Rapetisser, c’est en revanche inédit. Les poissons-clowns s’adaptent la plupart du temps à la taille de l’anémone dans laquelle ils vivent. Alors, si les anémones sont affectées par les vagues de chaleur, les poissons-clowns devront peut-être rapetisser pour continuer à y vivre.
Une autre possibilité veut que les poissons répondent à l’accessibilité de l’oxygène et de la nourriture. « Si on est petit, on a moins besoin de manger, on est alors plus efficace pour chercher de la nourriture », explique Theresa Rueger.
DANS UN MONDE QUI SE RÉCHAUFFE DES ANIMAUX RAPETISSENT
Cette étude sur le poisson-clown n’est que la dernière découverte sur l’adaptation de certaines espèces dont la taille diminue dans un monde en réchauffement.
Les iguanes marins réduisent la longueur de leur corps durant des épisodes El Niño et la taille des jeunes saumons dépend des conditions environnementales.

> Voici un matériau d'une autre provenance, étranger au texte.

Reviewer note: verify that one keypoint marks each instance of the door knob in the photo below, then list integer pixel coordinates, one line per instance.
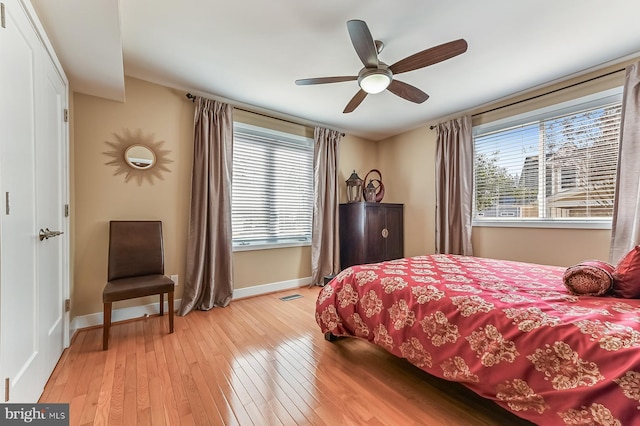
(45, 234)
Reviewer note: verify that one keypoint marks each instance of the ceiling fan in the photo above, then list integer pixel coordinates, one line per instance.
(377, 76)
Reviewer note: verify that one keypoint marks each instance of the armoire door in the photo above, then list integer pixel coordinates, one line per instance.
(33, 182)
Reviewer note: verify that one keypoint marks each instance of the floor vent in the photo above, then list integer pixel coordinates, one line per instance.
(290, 297)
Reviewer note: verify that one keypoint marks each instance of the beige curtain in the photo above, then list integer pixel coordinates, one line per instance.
(454, 186)
(625, 231)
(209, 279)
(325, 249)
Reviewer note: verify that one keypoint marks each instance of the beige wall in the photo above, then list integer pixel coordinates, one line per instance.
(99, 196)
(409, 159)
(406, 162)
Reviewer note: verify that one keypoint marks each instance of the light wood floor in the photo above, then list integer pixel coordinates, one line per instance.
(260, 361)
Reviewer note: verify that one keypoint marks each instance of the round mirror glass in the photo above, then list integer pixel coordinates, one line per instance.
(140, 157)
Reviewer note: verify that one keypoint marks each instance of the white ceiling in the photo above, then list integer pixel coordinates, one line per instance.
(250, 52)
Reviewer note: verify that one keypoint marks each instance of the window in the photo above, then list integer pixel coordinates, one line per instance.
(553, 166)
(272, 188)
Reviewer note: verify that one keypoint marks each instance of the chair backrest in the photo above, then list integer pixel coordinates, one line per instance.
(135, 249)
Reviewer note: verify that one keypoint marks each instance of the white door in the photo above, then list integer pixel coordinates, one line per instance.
(32, 191)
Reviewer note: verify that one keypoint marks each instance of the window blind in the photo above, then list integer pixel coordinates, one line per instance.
(559, 167)
(272, 187)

« Suggérer que les caractéristiques physiques, dans notre cas la taille, changent pourrait être un témoin d’une ténacité accrue », selon Elizabeth Talbot, écologiste de la vie marine au sein du laboratoire marin de Plymouth en Angleterre, qui n’a pas pris part à la récente étude. Il n’y a pas que des points positifs. « Les petits animaux ont souvent moins d'enfants. »
La taille de nombreux animaux à travers le monde diminue, informe Alexa Fredston, une écologiste quantitative de l’université de Californie à Santa Cruz, qui n’a pas pris part à la récente étude. C'est notamment le cas de certaines espèces d'oiseaux, un phénomène qui est connecté au réchauffement climatique selon les chercheurs.
Mais, d’une manière générale, comprendre pourquoi certains animaux sont en moyenne plus petits qu’ils ne l’étaient auparavant reste un défi de taille. Souvent, c’est parce que « nous avons normalement des informations sur la taille à l’échelle de la population, comme chez les poissons pêchés ou les oiseaux migrateurs que l’on observe chaque année, plutôt que chez un seul individu suivi au cours du temps ».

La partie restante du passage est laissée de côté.